Racially restrictive covenants and redlining

In the Seattle area, as elsewhere in the U.S during 20th century, undeveloped areas were purchased and zoned for residential housing development and the racist trend to attach restrictive “covenants” to the title deeds took hold. The first documented racially restrictive covenant in Seattle was written in 1924. These covenants meant that when someone bought a home they were promising to abide by the restrictions in the covemant if they resold the home. These covenants typically included restrictions on the future use of the property and prohibited the sale of homes to people of color, either by specifying a list of “races” that would not be allowed to buy, or limiting the sale to white people only. Such restrictions were found by the Supreme Court to be unconstitutional in 1948 (Shelley v. Kraemer), however they continued to be upheld by other means including violence and threats of violence, collusion by real estate agents and racist mortgage lending practices known as redlining.(Silva, Racist Restrictive Covenants History, Seattle Civil Rights and Labor History Project.) 

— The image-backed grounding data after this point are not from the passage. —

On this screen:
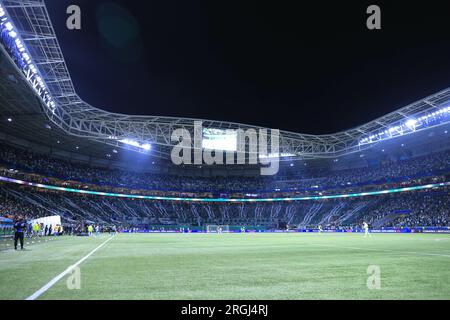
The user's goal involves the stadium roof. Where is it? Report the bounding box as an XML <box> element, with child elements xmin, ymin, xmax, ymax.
<box><xmin>0</xmin><ymin>0</ymin><xmax>450</xmax><ymax>162</ymax></box>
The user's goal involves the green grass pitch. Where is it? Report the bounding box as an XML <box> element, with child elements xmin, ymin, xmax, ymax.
<box><xmin>1</xmin><ymin>233</ymin><xmax>449</xmax><ymax>300</ymax></box>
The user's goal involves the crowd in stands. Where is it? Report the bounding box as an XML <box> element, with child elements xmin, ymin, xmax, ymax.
<box><xmin>388</xmin><ymin>192</ymin><xmax>449</xmax><ymax>228</ymax></box>
<box><xmin>1</xmin><ymin>184</ymin><xmax>448</xmax><ymax>229</ymax></box>
<box><xmin>355</xmin><ymin>189</ymin><xmax>449</xmax><ymax>228</ymax></box>
<box><xmin>0</xmin><ymin>142</ymin><xmax>449</xmax><ymax>229</ymax></box>
<box><xmin>0</xmin><ymin>144</ymin><xmax>449</xmax><ymax>195</ymax></box>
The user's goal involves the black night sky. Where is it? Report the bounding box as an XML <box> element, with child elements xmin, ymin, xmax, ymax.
<box><xmin>46</xmin><ymin>0</ymin><xmax>450</xmax><ymax>134</ymax></box>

The use of racist covenants gained traction following the 1934 Federal Housing Act which itself marked the origin of redlining. To encourage banks to make housing loans during the Great Depression, city maps were created that purported to show neighborhoods that would be “safe” to invest in, which were marked in green; those that were considered risky due to the presence of people of color were marked in red, hence the the term “redlining.” Based on these maps, Black families were denied home loans, and covenants became more popular as developers sought to prevent the integration of the neighborhoods they were creating so as to protect the ability of future buyers to obtain loans and “maintain property values.” (Wikipedia)

While racial restrictive covenants were found legally unenforcable in 1948, they continued to be enforced socially. To this day, these covenants can be found in title deeds for homes all over the Seattle area, even though they are no longer legally enforceable. Redlining in all its permutations continues not only as a reality to this day; the legacy of redlining has had significant ramifications for Black families who have been denied the ability to grow wealth through homeownership. The 1968 passage of title VIII-IX of the Civil Rights Act created more legal clarity around housing discrimination as well as some mechanisms for enforcement of federal fair housing law but the legacy of segregation and discrimination still persists. 

Seattle has the reputation today as a center of liberal and progressive politics, but in actuality it remains significantly impacted by institutionalized racism, from policing to the schools to housing patterns–all issues on which Edwin Pratt and his colleagues in the CACRC fought. Following a long history of housing segregation based on redlining and racist covenants, today people of color are being driven out of the Central Area and South Seattle due to skyrocketing increases in rents and home prices along with policies of gentrification in which existing affordable housing is being destroyed to make way for higher cost units. 

As the struggle continues to end racist police impunity and to attain educational equity and just and affordable housing in the 21st century, we must recall the history of institutional racism, understand its ongoing practice and uplift the memory of those like Edwin Pratt  on whose shoulders we stand today.